These relationships can also be utilized to explore the dataset. The query below walks relationships between the Argilla Joins Hugging Face
and Hugging Face Growth
nodes and plots the graph.
The search syntax below uses openCypher. Learn more about this in txtai's documentation.
g = embeddings.graph.search("""
MATCH P=({id: "Argilla Joins Hugging Face"})-[*1..3]->({id: "Hugging Face Growth"})
RETURN P
LIMIT 30
""", graph=True)
plot(g)
Agents
By now, we should get the idea on graphs! Time to move on to agents. Agents automatically create workflows to answer multi-faceted user requests. Agents iteratively prompt and/or interface with tools to step through a process and ultimately come to an answer for a request.
Let's connect our database to an agent.
from txtai import Agent
posts = {
"name": "posts",
"description": "Searches a database of technical blog posts",
"target": embeddings
}
agent = Agent(
tools=[posts],
llm=llm,
max_iterations=10,
)
from IPython.display import display, Markdown
def md(output):
display(Markdown(output))
researcher = """
You're looking to learn more about {topic}. Do the following.

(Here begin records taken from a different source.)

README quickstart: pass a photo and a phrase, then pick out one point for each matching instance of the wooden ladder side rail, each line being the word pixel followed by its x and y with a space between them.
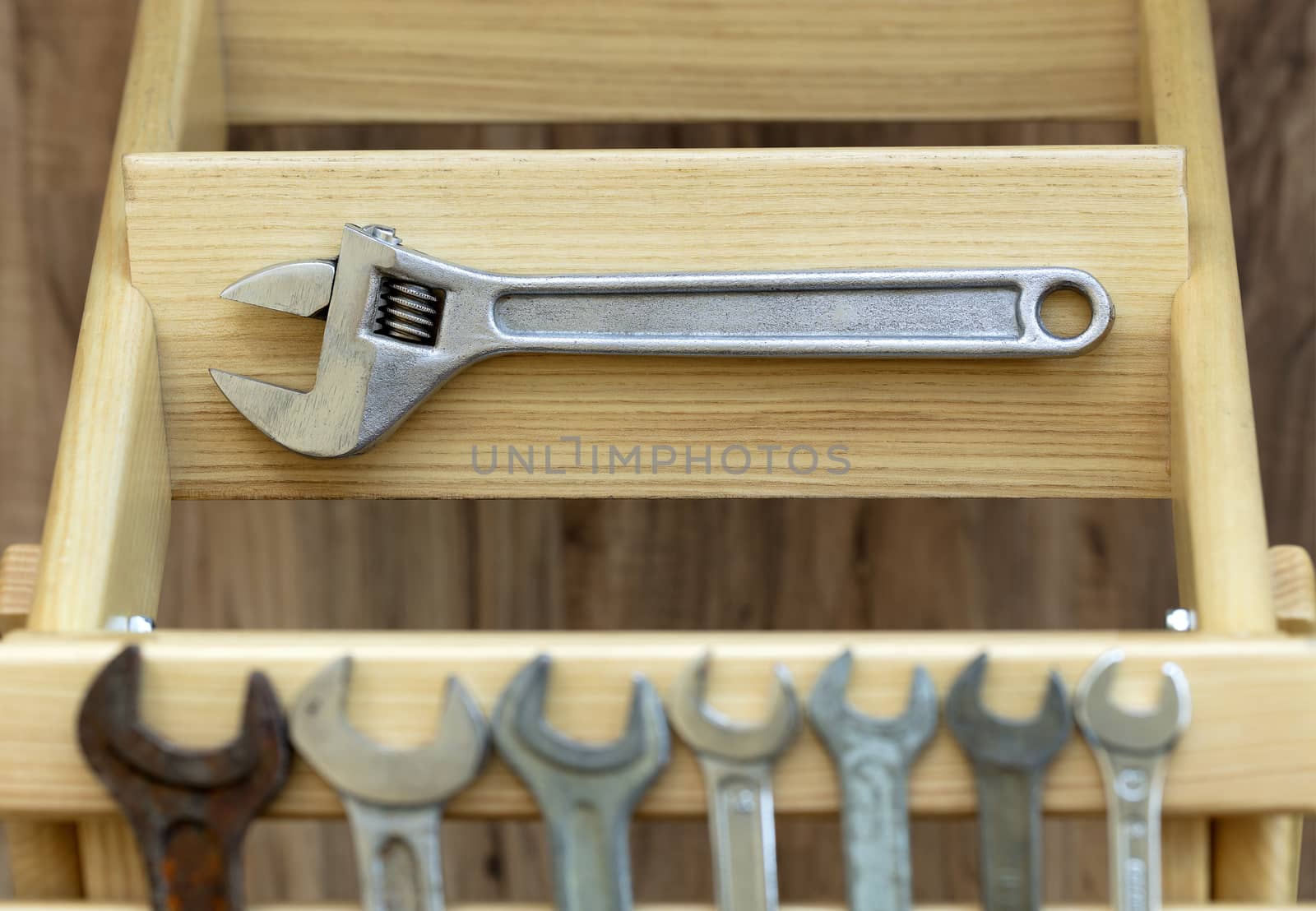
pixel 1219 515
pixel 107 523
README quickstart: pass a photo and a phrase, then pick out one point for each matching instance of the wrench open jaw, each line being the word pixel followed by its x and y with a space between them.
pixel 357 765
pixel 737 765
pixel 1132 749
pixel 873 759
pixel 526 739
pixel 708 731
pixel 585 792
pixel 839 723
pixel 394 797
pixel 399 324
pixel 1127 731
pixel 1010 742
pixel 1010 760
pixel 190 808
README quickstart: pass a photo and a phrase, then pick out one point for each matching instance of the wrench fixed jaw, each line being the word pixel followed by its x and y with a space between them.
pixel 839 723
pixel 365 769
pixel 708 731
pixel 1007 742
pixel 368 381
pixel 1125 731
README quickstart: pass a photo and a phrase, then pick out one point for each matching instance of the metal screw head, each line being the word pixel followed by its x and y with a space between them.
pixel 1181 620
pixel 135 623
pixel 383 234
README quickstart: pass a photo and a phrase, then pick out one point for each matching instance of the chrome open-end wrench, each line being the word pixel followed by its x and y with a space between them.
pixel 873 759
pixel 586 793
pixel 1010 762
pixel 1132 751
pixel 401 324
pixel 737 762
pixel 394 798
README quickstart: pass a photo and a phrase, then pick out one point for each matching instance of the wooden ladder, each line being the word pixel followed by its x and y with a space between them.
pixel 1162 409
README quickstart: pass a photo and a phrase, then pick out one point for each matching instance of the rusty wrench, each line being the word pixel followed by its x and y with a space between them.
pixel 394 798
pixel 188 808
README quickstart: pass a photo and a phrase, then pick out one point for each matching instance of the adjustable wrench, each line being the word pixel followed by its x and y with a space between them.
pixel 737 764
pixel 586 793
pixel 873 759
pixel 1132 751
pixel 188 808
pixel 401 324
pixel 1010 761
pixel 394 798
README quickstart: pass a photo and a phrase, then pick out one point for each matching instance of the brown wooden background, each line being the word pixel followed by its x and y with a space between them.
pixel 683 565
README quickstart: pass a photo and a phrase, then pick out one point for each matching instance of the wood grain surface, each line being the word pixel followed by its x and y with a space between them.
pixel 1091 425
pixel 625 564
pixel 658 61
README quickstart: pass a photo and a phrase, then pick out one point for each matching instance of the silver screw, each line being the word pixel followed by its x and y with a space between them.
pixel 382 234
pixel 1181 620
pixel 135 623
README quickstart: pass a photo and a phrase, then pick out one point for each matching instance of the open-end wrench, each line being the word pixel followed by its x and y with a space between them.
pixel 394 798
pixel 873 759
pixel 401 324
pixel 1132 751
pixel 188 808
pixel 585 792
pixel 1010 762
pixel 737 762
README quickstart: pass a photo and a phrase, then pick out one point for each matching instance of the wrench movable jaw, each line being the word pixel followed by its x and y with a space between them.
pixel 365 769
pixel 708 731
pixel 839 723
pixel 368 377
pixel 1008 742
pixel 1127 731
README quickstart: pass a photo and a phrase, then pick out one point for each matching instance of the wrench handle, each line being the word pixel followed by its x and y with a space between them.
pixel 591 856
pixel 398 856
pixel 743 834
pixel 1010 845
pixel 958 313
pixel 195 867
pixel 1133 788
pixel 875 828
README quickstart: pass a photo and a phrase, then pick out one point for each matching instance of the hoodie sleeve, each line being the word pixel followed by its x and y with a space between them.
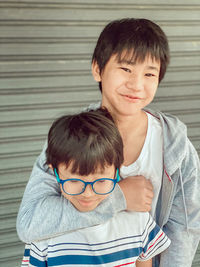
pixel 183 225
pixel 45 213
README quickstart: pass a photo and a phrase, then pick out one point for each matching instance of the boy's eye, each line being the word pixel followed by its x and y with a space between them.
pixel 126 70
pixel 149 74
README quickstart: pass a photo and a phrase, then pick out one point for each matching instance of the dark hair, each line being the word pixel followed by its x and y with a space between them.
pixel 88 141
pixel 132 39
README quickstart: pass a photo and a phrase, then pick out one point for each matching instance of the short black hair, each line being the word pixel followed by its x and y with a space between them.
pixel 88 140
pixel 132 39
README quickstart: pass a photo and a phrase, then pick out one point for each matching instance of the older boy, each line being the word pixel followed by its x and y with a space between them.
pixel 129 61
pixel 85 151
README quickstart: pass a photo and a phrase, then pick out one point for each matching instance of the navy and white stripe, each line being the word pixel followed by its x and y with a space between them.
pixel 124 239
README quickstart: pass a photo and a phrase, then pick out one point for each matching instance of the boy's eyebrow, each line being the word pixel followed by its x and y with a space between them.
pixel 132 63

- Search for posts related to the topic.
- Write a report with references hyperlinks.
- Write the text as Markdown.
"""
md(agent(researcher.format(topic="hugging face and open source AI")))
======== New task ========
You're looking to learn more about hugging face and open source AI. Do the following.
- Search for posts related to the topic.
- Write a report with references hyperlinks.
- Write the text as Markdown.
=== Agent thoughts:
Thought: I will start by searching for posts related to the topic of Hugging Face and Open Source AI.
>>> Calling tool: 'posts' with arguments: {'query': 'Hugging Face Open Source AI'}
=== Agent thoughts:
Thought: Now that I have the search results, I can write a report with references and hyperlinks.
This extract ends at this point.